Christmas would not be Christmas though without an appearance from my knitted Christmas pudding tea cosy, my red china cup and plate and the handmade robin print napkins designed by my daughter and kept in an old Christmas tin from Crabtree and Evelyn.

In the last few days I have been making a few gifts. Starting with the chocolates. I always take a tray full round with me to our neighbours get together – they positively drool with delight; they are rather more…ish.



Once the dark and milk chocolate are combined in a swirl I throw in handfuls of Christmas delights such as nuts, raisins and glace cherries in one half and pieces of fudge, honeycomb and glace ginger in the other. Anything goes. Sprinkle on a few tiny Christmas sugar beads, stars or meringues and decoratively lace all over with melted white chocolate. Leave to set and cut into small squares.

Any left over chocolate can be made into lollypops and decorated.

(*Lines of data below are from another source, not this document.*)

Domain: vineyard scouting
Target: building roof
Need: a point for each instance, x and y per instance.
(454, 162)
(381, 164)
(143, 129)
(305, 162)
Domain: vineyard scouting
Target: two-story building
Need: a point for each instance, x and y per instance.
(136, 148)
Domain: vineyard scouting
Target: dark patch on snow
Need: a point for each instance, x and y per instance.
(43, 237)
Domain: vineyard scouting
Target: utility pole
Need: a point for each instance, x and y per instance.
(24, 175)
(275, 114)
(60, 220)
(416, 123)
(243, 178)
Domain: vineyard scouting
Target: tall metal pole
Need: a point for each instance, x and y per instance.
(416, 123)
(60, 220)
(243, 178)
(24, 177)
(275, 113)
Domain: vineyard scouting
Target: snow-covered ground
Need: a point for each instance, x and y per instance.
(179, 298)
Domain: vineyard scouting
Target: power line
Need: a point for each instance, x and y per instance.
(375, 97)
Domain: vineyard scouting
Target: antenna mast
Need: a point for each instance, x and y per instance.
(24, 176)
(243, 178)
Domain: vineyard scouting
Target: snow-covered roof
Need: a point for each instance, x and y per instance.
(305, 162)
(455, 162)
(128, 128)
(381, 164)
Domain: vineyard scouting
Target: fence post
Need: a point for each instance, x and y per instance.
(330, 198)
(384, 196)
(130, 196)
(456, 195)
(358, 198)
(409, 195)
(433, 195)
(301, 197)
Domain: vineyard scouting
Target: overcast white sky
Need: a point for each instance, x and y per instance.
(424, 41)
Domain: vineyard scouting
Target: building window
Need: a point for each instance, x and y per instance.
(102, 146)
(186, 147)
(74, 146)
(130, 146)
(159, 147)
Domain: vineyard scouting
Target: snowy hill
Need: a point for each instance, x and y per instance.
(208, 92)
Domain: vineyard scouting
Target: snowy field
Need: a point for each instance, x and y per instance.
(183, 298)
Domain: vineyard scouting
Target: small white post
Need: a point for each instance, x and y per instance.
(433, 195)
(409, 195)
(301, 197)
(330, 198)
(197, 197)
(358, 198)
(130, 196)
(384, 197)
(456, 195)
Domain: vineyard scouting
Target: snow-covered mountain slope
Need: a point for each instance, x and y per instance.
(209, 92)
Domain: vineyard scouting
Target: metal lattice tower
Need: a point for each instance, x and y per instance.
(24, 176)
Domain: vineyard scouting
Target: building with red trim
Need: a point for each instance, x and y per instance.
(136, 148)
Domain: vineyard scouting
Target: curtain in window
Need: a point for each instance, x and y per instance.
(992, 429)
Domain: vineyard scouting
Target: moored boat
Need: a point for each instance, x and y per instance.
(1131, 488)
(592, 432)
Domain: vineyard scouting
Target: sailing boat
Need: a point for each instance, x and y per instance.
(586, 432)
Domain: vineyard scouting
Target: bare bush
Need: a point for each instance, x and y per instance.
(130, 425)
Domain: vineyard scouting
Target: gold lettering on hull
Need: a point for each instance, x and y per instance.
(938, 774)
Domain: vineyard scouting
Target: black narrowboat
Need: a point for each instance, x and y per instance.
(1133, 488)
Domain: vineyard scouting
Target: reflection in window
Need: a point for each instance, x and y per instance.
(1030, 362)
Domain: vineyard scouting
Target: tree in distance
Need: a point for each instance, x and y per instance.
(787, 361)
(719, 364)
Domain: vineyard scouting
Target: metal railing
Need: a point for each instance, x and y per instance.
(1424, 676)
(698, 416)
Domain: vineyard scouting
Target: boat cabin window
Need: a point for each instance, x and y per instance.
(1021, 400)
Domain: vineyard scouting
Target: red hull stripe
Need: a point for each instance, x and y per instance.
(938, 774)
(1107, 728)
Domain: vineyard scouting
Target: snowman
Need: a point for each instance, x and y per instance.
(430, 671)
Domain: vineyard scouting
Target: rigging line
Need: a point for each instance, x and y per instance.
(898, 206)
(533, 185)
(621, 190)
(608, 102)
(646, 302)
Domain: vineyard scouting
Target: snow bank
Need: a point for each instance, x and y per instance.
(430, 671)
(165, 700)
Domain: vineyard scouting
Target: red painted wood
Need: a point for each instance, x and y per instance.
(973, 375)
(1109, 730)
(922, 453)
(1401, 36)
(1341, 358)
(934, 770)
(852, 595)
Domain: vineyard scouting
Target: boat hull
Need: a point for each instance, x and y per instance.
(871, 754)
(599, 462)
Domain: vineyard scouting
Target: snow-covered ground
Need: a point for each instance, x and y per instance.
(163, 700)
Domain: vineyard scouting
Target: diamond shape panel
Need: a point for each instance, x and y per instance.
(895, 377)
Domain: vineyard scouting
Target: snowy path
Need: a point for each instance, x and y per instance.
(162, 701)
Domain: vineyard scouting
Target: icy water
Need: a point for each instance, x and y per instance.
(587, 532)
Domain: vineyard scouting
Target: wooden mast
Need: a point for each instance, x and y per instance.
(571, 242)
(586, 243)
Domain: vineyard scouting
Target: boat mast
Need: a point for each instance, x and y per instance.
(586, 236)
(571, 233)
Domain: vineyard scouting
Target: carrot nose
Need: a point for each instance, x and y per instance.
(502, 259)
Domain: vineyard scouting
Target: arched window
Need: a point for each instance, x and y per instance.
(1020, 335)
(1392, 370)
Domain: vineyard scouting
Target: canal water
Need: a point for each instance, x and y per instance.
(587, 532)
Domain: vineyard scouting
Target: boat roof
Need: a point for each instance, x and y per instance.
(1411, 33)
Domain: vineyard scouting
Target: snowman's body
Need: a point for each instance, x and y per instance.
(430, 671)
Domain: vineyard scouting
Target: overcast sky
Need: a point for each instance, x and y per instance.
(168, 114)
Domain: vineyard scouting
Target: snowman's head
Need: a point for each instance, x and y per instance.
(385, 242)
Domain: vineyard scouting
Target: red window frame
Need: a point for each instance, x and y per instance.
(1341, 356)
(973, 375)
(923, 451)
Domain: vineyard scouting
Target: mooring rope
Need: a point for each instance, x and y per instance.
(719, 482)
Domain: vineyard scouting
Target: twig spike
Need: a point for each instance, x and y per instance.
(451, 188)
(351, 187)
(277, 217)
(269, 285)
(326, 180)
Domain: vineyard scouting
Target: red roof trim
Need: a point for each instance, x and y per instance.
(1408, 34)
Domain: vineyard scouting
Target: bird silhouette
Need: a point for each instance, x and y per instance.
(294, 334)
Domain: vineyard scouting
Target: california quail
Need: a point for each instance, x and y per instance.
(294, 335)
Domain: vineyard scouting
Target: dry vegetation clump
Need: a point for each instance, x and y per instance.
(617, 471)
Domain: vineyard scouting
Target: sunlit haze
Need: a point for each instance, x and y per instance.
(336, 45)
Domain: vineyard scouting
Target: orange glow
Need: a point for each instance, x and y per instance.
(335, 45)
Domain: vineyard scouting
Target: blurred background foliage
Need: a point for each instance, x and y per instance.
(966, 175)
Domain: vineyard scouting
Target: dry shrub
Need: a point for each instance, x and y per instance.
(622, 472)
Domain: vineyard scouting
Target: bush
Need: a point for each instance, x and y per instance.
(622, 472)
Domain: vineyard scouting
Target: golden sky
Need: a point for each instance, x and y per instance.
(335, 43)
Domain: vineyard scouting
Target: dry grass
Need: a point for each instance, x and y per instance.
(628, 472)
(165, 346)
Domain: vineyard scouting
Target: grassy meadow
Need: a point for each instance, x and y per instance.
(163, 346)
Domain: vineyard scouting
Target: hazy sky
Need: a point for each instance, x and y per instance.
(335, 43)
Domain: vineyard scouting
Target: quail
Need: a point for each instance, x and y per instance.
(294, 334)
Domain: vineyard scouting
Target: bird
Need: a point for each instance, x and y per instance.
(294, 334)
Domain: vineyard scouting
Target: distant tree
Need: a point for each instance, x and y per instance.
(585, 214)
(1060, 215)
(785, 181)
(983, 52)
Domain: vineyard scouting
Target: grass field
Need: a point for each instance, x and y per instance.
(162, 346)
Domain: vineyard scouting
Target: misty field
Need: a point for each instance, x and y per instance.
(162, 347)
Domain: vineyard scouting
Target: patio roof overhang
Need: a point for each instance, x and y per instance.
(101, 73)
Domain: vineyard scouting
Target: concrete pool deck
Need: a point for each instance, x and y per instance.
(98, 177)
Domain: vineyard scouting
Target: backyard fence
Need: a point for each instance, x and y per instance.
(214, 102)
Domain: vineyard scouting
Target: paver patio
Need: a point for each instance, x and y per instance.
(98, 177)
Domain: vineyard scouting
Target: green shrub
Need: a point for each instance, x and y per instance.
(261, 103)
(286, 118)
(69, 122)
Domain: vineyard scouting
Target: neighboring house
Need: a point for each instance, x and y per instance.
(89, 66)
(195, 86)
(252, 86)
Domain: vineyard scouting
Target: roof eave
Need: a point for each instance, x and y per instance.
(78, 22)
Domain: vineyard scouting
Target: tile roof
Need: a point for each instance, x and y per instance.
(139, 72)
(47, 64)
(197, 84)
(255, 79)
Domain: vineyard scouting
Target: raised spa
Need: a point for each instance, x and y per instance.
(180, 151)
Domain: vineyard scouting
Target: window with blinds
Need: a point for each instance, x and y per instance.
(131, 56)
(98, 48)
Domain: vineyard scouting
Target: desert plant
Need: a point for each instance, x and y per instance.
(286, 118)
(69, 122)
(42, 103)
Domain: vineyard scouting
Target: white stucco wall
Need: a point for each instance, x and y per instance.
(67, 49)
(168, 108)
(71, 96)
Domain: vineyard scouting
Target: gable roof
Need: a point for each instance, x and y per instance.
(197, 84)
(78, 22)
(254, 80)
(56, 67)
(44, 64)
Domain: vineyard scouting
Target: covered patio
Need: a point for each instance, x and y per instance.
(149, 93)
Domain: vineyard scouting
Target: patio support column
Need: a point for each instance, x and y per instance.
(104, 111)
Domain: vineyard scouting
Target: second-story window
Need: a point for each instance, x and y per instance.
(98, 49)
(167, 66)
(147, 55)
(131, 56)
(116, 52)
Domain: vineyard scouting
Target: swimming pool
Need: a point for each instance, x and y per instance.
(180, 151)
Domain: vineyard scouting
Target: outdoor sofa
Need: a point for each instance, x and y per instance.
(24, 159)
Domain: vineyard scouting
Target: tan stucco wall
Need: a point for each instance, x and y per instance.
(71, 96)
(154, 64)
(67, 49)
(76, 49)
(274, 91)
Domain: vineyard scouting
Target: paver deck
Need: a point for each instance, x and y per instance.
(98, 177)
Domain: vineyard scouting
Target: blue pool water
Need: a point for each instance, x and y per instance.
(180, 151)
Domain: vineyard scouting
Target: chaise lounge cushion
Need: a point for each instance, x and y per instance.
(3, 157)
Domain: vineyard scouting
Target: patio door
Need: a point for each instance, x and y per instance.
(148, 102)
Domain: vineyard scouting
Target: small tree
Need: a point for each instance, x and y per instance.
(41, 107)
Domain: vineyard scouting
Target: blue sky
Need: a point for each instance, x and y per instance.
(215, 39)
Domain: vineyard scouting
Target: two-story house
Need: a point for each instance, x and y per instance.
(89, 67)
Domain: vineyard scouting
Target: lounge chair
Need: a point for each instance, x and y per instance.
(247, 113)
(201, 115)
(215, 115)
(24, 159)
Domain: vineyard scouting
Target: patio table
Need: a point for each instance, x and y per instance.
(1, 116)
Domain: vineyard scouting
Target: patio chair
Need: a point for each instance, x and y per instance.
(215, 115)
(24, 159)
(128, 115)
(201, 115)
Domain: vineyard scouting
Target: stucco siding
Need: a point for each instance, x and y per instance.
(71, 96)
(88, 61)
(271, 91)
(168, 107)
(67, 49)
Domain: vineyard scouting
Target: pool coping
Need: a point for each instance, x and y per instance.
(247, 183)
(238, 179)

I made enough chocolates to give a box to a dear friend of mine together with the table decoration of hypericum berries, eucalyptus, euonymus and tiny cream roses arranged in……you guessed it one of those vintage style plant pots!
We have also been on a shopping frenzy – well it felt like it for us – we had one or two gifts to buy for the grandchildren and some temporary flooring for the pantry.
We have been particularly mindful this year with presents to buy items that are as ecologically sustainable as possible or make little impact on the environment. The grandchildren have got mostly wooden toys – the two babies have a little trike each and a smaller educational toy, they are far more expensive than plastic but are so much nicer. Little L has a new leotard (knitted cotton jersey) and ballet shoes (leather) for when she returns to her classes in January and my friends will receive the table decorations and either chocolates or florentines. So minimal plastic in any of our gifts.
I have bought one or two new decorations that again are wooden or of natural materials like hessian and pine cones. I did relent though and buy the little LED pink glittery stars which are £3 from The Works.
The cards and newsletters are all written and posted but I do need to deliver a few now and make arrangements to go and see my old work colleagues one day this week.
There still seems to be a lot on my list to do – lemon curd for the girls (can’t disappoint them), a cot duvet cover for Sweetie, the Christmas cake (yes you did read that correctly) and the mince pies. So it is a week of making and baking again – I had better get a move on.